Пока была еще рыба в местных озерах и рыбалка имела, кроме спортивного, определенный экономический смысл, Актиния ничего против этого Ванькиного увлечения не имела. Но когда рыба в озерах иссякла, и вместо лещей, плотвы и окуней поселился в окрестных водоемах бессмысленный бычок-ротан, рыбалка Ванюше была запрещена. А так как для него рыбалка была единственной отдушиной и, можно сказать, страстью, то это запрещение вступило в серьезное противоречие со всей его жизнью.

Сначала он убегал на озера, пользуясь тем, что умел просыпаться затемно. Бесшумно, как тать во нощи, он выскальзывал из постели, а затем из дома.

По возвращении Ваня был готов к любым наказаниям, которые и сносил безропотно, с каким-то даже обидным равнодушием.

Актиния в сердцах поколачивала рыбака, но пользы это не приносило.
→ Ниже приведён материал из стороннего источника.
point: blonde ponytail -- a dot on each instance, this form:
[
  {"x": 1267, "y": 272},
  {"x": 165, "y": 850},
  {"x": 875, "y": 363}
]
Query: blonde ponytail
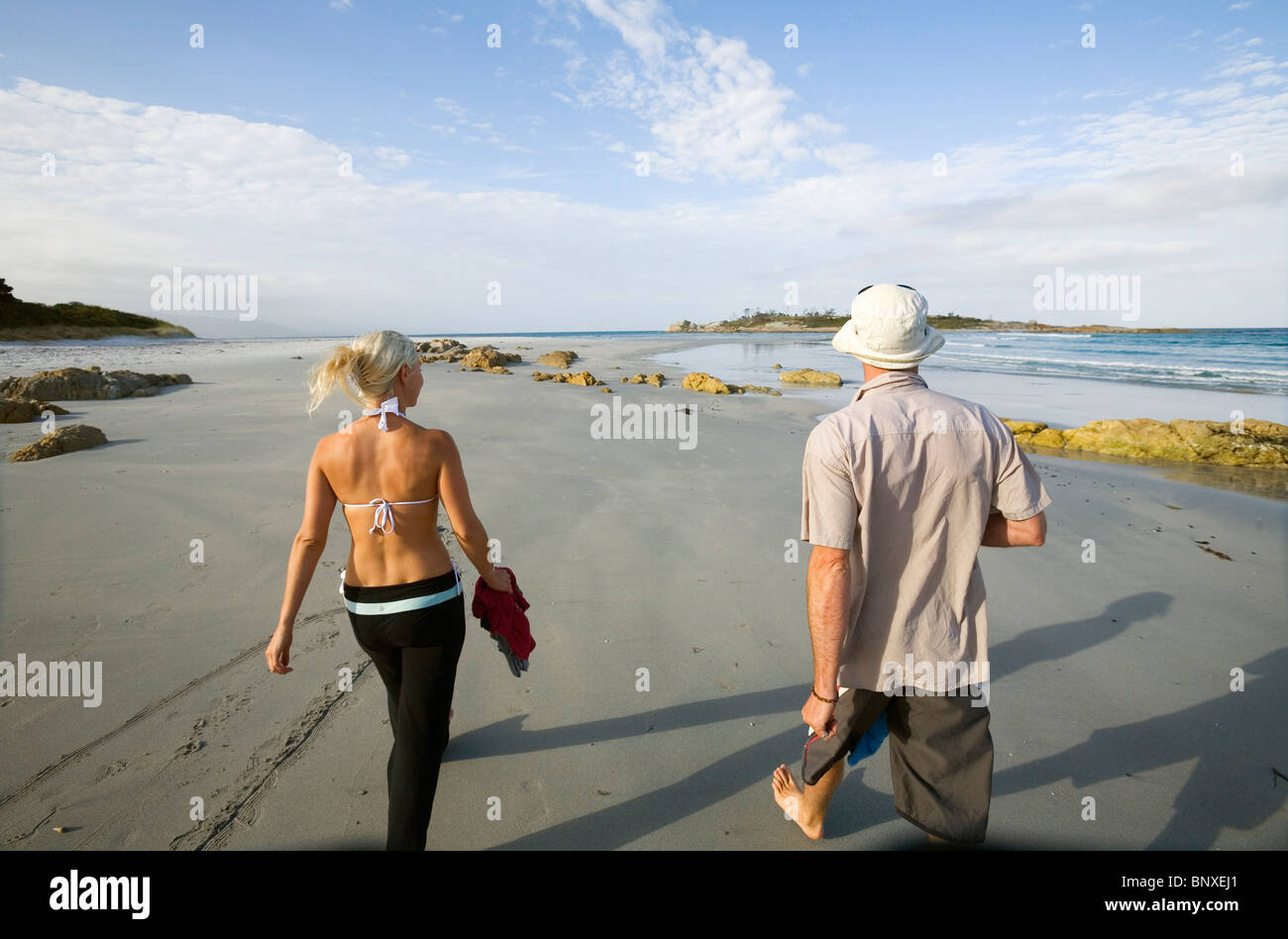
[{"x": 365, "y": 368}]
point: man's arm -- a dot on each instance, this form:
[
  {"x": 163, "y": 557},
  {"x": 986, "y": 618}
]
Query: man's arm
[
  {"x": 1004, "y": 532},
  {"x": 827, "y": 596}
]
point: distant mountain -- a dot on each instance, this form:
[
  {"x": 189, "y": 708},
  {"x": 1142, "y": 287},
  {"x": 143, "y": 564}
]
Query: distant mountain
[{"x": 231, "y": 327}]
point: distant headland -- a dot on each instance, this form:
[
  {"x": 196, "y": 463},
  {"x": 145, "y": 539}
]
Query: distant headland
[
  {"x": 829, "y": 321},
  {"x": 39, "y": 322}
]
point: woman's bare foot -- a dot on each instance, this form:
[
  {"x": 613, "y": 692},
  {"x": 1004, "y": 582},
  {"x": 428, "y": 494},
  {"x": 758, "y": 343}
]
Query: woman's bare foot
[{"x": 791, "y": 800}]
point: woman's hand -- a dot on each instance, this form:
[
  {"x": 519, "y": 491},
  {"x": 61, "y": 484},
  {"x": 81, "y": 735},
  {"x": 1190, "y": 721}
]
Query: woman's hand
[
  {"x": 278, "y": 652},
  {"x": 497, "y": 579}
]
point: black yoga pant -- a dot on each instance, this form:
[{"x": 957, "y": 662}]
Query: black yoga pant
[{"x": 416, "y": 653}]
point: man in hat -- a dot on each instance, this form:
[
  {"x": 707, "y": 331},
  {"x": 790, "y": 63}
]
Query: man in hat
[{"x": 900, "y": 491}]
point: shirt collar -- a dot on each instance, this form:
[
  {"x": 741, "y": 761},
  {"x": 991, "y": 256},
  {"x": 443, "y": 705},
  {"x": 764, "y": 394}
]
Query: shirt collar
[{"x": 890, "y": 380}]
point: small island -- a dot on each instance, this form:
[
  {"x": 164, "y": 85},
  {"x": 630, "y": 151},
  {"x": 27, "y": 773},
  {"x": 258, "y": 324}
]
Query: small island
[
  {"x": 39, "y": 322},
  {"x": 829, "y": 321}
]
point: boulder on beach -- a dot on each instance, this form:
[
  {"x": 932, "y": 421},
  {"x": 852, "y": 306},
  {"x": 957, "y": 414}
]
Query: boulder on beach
[
  {"x": 13, "y": 411},
  {"x": 559, "y": 359},
  {"x": 700, "y": 381},
  {"x": 811, "y": 377},
  {"x": 1250, "y": 443},
  {"x": 437, "y": 347},
  {"x": 585, "y": 378},
  {"x": 86, "y": 384},
  {"x": 60, "y": 441},
  {"x": 484, "y": 359}
]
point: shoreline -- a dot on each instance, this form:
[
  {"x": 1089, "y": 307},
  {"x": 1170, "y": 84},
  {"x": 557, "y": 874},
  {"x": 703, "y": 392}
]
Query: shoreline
[
  {"x": 642, "y": 352},
  {"x": 634, "y": 554}
]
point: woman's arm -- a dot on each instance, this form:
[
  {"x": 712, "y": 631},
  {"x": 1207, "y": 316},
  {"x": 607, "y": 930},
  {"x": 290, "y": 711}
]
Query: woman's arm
[
  {"x": 455, "y": 496},
  {"x": 305, "y": 552}
]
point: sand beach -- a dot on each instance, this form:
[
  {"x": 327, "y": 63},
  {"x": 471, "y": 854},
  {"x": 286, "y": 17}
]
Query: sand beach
[{"x": 673, "y": 652}]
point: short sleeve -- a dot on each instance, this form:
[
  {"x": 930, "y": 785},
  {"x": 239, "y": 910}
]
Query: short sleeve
[
  {"x": 829, "y": 508},
  {"x": 1018, "y": 489}
]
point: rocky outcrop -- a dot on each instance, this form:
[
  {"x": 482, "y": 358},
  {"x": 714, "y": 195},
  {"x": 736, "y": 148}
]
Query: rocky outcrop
[
  {"x": 585, "y": 378},
  {"x": 62, "y": 441},
  {"x": 700, "y": 381},
  {"x": 1254, "y": 443},
  {"x": 810, "y": 377},
  {"x": 438, "y": 347},
  {"x": 86, "y": 384},
  {"x": 17, "y": 411},
  {"x": 559, "y": 359},
  {"x": 484, "y": 359}
]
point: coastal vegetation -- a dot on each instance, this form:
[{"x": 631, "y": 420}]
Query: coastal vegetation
[
  {"x": 828, "y": 320},
  {"x": 39, "y": 322}
]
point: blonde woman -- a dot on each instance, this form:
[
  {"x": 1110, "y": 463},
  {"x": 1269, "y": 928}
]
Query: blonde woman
[{"x": 399, "y": 585}]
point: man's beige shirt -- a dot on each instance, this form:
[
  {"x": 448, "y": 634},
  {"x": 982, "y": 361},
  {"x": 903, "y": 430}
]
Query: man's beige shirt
[{"x": 905, "y": 478}]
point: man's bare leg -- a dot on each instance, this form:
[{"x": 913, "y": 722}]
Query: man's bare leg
[{"x": 806, "y": 808}]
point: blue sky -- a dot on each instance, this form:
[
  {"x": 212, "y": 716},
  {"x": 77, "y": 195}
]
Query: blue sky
[{"x": 768, "y": 165}]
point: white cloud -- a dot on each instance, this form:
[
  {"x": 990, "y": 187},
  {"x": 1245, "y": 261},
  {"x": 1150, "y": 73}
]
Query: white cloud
[
  {"x": 450, "y": 106},
  {"x": 712, "y": 108},
  {"x": 391, "y": 157},
  {"x": 1140, "y": 187}
]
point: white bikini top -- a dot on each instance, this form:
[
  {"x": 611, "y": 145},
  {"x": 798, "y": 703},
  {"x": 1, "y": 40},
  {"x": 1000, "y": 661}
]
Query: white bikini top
[{"x": 384, "y": 513}]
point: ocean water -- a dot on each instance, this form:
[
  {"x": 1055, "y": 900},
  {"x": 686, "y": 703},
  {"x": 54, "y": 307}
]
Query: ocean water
[{"x": 1061, "y": 378}]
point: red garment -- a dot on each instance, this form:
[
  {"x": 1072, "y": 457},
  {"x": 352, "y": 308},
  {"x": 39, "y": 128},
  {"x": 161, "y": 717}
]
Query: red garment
[{"x": 502, "y": 613}]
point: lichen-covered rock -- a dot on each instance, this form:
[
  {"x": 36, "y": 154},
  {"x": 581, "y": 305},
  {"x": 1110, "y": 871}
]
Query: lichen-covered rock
[
  {"x": 60, "y": 441},
  {"x": 484, "y": 359},
  {"x": 17, "y": 411},
  {"x": 559, "y": 359},
  {"x": 1254, "y": 443},
  {"x": 811, "y": 377},
  {"x": 86, "y": 384},
  {"x": 565, "y": 378},
  {"x": 439, "y": 347},
  {"x": 700, "y": 381}
]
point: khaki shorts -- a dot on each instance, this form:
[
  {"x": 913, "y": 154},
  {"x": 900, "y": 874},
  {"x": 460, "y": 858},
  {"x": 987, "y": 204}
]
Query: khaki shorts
[{"x": 940, "y": 756}]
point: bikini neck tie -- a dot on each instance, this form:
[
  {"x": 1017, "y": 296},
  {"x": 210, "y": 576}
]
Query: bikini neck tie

Тогда она пошла на крайние меры. Теперь по ночам она деловито и аккуратно пристегивала его правую ногу колодезной цепью к никелированной спинке кровати, запирала цепочку на замок, клала ключ на буфет и спокойно засыпала.

Ванюша знал, что просить бесполезно и даже вредно, что ничего, кроме тумаков, он не выпросит, поэтому, лежа на спине, он бесшумно плакал, и горячие крупные слезы медленно затекали ему в уши.